The Barracks Thief
- First edition (publ. Ecco Press)
- Author: Tobias Wolff
- Genre: War stories
- Published: 1984
- Media type: Print
- Pages: 101 pages
- ISBN: 0880010355
- OCLC: 9853510

= The Barracks Thief =

1984 novella by Tobias Wolff

The Barracks Thief is a novella by American writer Tobias Wolff, first published in 1984 by Ecco Press. The story follows three paratroopers in training during the time of the Vietnam War, alternating between different tenses and points of view. Because most of the men in the company fought together in Vietnam, the three newcomers are treated as outsiders and ignored. When money and personal property are discovered missing from the barracks, suspicion falls on the three newcomers. The work explores themes of morality, masculinity, and camaraderie. It received the PEN/Faulkner Award for Fiction in 1985.

== Background ==
The narrative structure of the book contains several shifts of tone and point of view as the story unfolds. During an interview in 1989, Wolff described these shifts as a device to explore characters' state of mind. Regarding the present tense view of the thief, he stated: "I wanted to give the sense of a person who has no attachment to the past, who has been tremendously hurt by the past but is cut off from his consciousness of it. He lives in the present, almost like an animal."

Readers of Wolff's memoir In Pharaoh's Army: Memories of the Lost War (1994) will note that the author trained as a paratrooper and served in Vietnam.

==Plot==

An omniscient narrator introduces Guy Bishop as a wandering husband and the father of two young boys, Philip and Keith. The boys struggle to adjust after their father leaves the family. Philip, who resents his father, joins the Eighty-second Airborne Division at Fort Bragg after graduating high school, while the younger Keith turns to drugs and drops out. The point of view switches to Philip's first person account of training as a paratrooper. The leadership assigns him and two other new recruits, Lewis and Hubbard, to guard an ammunition dump in the woods. Two civilians urge them to abandon their post due to the danger of an encroaching forest fire, but they refuse, driving off the civilians at gunpoint.

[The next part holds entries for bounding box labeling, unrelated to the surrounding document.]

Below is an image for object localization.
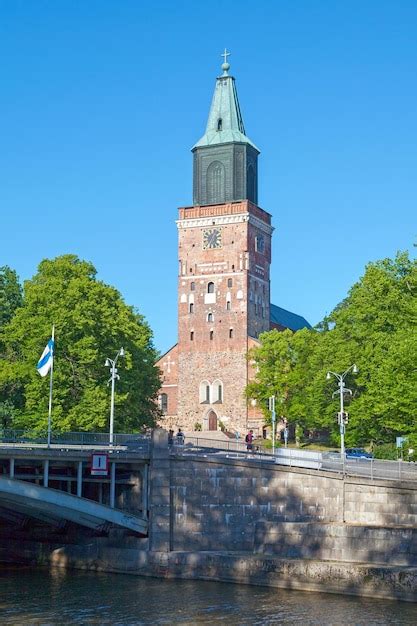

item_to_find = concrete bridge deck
[0,477,148,535]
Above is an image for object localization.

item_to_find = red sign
[91,452,109,476]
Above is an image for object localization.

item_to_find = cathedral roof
[193,50,259,152]
[269,304,311,331]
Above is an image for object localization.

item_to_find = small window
[255,235,265,254]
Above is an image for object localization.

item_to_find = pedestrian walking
[245,430,254,451]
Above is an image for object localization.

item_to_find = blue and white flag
[36,338,54,376]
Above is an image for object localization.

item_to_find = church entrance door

The story switches to third-person present. An alienated Lewis roves around the town outside the base, where he attempts to engage a prostitute who rebuffs his advances. Back on base, he begins a spree of petty theft, stealing several wallets. His fellow soldiers react with dismay and anger at the unknown thief. Lewis steals Hubbard’s wallet and punches him in the face, though Hubbard does not see his assailant. After taking the cash, Lewis throws discards the wallet but keeps the personnel letter in it. He is outed as the thief when an officer makes the men strip and empty their pockets. From Philip's perspective, the men cannot understand why Lewis' motivation, and a group plans to beat him. Philip encourages Hubbard to join them, but he refuses. During the assault on Lewis, Philip just watches. Years later, Philip is leading a living a complacent life and reflects on Lewis' dishonorable discharge and Hubbard's desertion. He also thinks about the day guarding the ammunition dump with those two men and the different courses their lives took.

==Reception and awards==
The Barracks Thief won the PEN/Faulkner Award for Fiction in 1985. In a review for The New York Times, Walter Kendrick praised Wolfe for his ability to portray characters in turmoil with "delicacy and convincingness", while deftly switching between points of view. Kendrick also described the novella as leaving the reader with the question of "whether it is better to die spectacularly or to dribble on for decades in safe conventionality".

In 2024, Deadline reported that a film adaption of The Barracks Thief was underway from screenwriter Jonathan Keasey.